Seqanswers Leaderboard Ad



No announcement yet.
  • Filter
  • Time
  • Show
Clear All
new posts

  • Gene names to GO terms

    Hey guys,

    i'm looking for a script which can somekind crawl a certain online database for gene names and fetch the GO terms, functionality (if known) from the database?

    Is there any tool that is able to map gene names to go terms?



  • #2
    Hi- One option is to use Ensembl/Biomart ( which has a Bioconductor package to query it. If you are happy with ensembl and R:

    ensembl<- useMart("ensembl",dataset="hsapiens_gene_ensembl")
    getBM(attributes=c('hgnc_symbol', 'go_id', 'name_1006'), filters = 'hgnc_symbol', values= c('ACTB', 'TNF'), mart= ensembl)
    Which produce a dataframe like:

        hgnc_symbol      go_id                                                            name_1006
    1           TNF GO:0007275                                 multicellular organismal development
    2           TNF GO:0006915                                                    apoptotic process
    3           TNF GO:0000122 negative regulation of transcription from RNA polymerase II promoter
    4           TNF GO:0008285                            negative regulation of cell proliferation
    Hope this helps!



    • #3
      perfect, thanks!


      • #4
        am new to GO business. Have noticed that for a given gene, many GO terms can be retrieved. is it possible to know to which category a GO term belong and display it, for ex biological process, molecular function or cellular component? Are there any other categories that could be interesting and GO terms could be retrieved?

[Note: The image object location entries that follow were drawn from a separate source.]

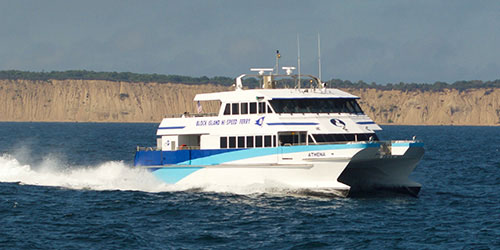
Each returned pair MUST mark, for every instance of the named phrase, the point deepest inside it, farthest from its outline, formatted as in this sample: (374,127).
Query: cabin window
(267,141)
(241,141)
(253,108)
(223,142)
(316,105)
(235,108)
(232,142)
(269,110)
(249,141)
(262,107)
(289,138)
(324,138)
(244,108)
(227,110)
(258,141)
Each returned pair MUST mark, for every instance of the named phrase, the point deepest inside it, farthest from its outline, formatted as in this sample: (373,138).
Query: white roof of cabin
(269,94)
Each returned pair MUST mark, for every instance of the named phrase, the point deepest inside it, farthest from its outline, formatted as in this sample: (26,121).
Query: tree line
(227,81)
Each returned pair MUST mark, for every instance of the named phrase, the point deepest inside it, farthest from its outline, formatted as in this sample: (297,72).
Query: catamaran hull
(334,169)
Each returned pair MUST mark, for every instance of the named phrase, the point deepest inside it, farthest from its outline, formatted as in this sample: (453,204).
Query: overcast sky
(373,41)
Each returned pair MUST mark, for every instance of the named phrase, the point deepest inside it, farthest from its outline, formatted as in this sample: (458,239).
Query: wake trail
(114,175)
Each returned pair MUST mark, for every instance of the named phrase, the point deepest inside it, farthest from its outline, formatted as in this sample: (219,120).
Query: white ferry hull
(334,170)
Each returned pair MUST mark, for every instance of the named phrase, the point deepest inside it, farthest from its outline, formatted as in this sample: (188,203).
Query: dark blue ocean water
(70,186)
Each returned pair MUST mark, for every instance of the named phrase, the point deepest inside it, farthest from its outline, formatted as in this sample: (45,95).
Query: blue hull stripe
(258,152)
(408,144)
(175,127)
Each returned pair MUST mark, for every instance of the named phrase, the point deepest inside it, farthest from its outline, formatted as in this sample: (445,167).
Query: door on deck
(286,141)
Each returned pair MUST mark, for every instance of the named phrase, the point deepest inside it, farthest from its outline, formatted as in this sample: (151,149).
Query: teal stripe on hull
(173,175)
(258,152)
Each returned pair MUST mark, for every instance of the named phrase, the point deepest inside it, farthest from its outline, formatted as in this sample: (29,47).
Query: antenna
(319,58)
(278,56)
(298,56)
(288,70)
(261,70)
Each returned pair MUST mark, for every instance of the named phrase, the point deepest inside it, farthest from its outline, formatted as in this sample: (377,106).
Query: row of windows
(344,137)
(257,141)
(260,141)
(245,108)
(304,105)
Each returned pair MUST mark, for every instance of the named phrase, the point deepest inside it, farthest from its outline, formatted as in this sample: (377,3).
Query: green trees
(227,81)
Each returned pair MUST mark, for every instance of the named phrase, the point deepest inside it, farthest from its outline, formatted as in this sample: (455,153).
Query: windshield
(316,105)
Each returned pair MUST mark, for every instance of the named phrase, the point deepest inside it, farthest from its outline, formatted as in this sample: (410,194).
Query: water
(70,185)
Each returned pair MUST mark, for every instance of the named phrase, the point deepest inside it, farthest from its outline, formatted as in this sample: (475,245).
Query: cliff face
(104,101)
(97,101)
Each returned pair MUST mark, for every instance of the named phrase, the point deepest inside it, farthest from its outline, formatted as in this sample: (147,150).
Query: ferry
(303,136)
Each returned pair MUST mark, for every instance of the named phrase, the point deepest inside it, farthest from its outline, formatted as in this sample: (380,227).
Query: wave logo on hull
(338,123)
(260,121)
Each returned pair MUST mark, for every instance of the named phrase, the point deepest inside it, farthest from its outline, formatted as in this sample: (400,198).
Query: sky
(373,41)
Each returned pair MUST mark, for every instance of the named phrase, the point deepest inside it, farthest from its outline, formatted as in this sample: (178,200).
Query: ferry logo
(260,121)
(338,123)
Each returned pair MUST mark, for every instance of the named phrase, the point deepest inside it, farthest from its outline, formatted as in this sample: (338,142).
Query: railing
(191,115)
(138,148)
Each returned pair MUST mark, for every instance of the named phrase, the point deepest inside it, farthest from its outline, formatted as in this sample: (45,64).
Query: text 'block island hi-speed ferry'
(315,139)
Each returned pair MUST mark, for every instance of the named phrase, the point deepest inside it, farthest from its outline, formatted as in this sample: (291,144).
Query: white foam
(107,176)
(113,175)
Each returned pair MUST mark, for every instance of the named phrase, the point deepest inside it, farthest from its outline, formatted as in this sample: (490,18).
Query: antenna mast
(298,57)
(319,57)
(278,56)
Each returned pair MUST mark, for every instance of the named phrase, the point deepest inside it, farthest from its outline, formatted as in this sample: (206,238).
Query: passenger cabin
(269,117)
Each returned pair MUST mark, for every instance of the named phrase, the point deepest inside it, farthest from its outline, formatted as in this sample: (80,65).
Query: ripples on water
(70,186)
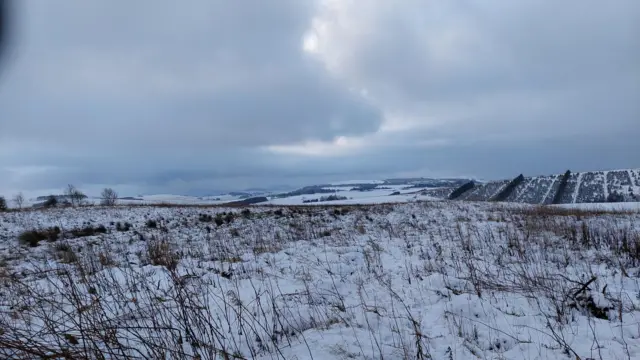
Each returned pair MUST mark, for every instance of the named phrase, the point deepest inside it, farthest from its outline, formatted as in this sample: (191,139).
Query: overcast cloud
(193,97)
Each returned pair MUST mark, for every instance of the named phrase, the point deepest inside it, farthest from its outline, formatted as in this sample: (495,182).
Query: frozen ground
(419,280)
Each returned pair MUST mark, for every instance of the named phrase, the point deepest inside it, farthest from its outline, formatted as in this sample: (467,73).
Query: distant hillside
(568,188)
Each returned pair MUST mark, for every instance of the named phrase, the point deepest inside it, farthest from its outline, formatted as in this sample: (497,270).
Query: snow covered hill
(585,187)
(421,280)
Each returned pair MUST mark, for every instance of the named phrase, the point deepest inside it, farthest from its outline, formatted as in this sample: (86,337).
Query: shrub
(160,253)
(109,197)
(205,218)
(31,238)
(89,231)
(74,195)
(51,201)
(461,190)
(123,227)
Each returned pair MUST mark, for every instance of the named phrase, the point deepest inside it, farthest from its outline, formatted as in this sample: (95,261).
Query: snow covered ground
(417,280)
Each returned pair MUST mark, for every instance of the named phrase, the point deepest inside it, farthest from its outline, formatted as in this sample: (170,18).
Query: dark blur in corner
(4,30)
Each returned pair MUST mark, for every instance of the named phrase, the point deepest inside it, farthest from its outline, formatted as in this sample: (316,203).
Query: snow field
(421,280)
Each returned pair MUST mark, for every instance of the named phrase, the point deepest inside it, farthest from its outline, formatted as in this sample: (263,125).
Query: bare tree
(109,197)
(18,200)
(74,195)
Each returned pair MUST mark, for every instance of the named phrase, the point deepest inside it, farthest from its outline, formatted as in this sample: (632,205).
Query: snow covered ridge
(422,280)
(568,188)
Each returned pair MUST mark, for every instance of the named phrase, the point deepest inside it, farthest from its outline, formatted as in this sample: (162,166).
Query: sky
(200,96)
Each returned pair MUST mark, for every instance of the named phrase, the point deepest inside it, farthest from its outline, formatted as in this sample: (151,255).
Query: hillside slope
(581,187)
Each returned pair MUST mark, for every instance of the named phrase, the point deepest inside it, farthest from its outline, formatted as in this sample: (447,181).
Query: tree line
(72,196)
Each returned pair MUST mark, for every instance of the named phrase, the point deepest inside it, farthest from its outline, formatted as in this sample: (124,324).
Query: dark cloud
(155,96)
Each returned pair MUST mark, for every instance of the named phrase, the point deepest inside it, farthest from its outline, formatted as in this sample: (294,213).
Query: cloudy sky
(191,97)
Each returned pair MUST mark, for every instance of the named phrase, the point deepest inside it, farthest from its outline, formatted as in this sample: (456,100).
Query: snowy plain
(413,280)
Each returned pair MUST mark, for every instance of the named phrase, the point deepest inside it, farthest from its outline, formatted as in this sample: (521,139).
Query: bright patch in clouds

        Do the people usually extract all GO terms pertaining to a given gene? If not how do they filter? All advices, info are welcome.

        Look forward to your reply,


        • #5
          The Gene Ontology Project covers 3 domains: cellular component, molecular function and biological project

          "cellular component, the parts of a cell or its extracellular environment;
          molecular function, the elemental activities of a gene product at the molecular level, such as binding or catalysis;
          biological process, operations or sets of molecular events with a defined beginning and end, pertinent to the functioning of integrated living units: cells, tissues, organs, and organisms."

          With Ensembl's bioMart, or any other gene annotation tool, you can specify the domain of interest.
          With Ensembl, you actually just ask for the domain for each term, then apply your own filtering.
          The domain you pick really depends on your subject of interest.

          I just find it preferable not to mix the terms from the 3 domains together. Just present the terms from the one domain you are interested in, or present separately the terms for each domain.


          • #6
            How is it possible to specify the domain using biomaRt, bioconductor package? specifically, which parameters of getBM?

            I saw that they have > 1000 attributes and 287 filters in biomaRt package. how to choose based on subject of interest?

            in parallel, I had a look at biomart on ensembl web site and could find the domain in a field but didn't find any field how to upload my gene list. but finding attributes and filters seem to be quicker. don't know which one could be preferable, biomaRt package or web page?
            Last edited by carolW; 12-12-2014, 12:09 PM.


            • #7
              Have a look at for additional resources/tools.


              • #8
                I've posted the R code.
                The attribute for the domain is namespace_1003 while the attribute for the term is name_1006.
                You can easily recover the attributes description with the function listAttributes().

                The website may be easier for a neophyte.
                You give your list of genes (Max. 500) in the Filter section.

                It's rarely interesting to recover the gene ontology term for individual genes anyway. More often, you'll want the enriched GO terms for a given list of genes (e.g. differentially expressed) vs the background. You can use DAVID (or Gorilla) for that. DAVID is extremely easy to use, quick and reliable.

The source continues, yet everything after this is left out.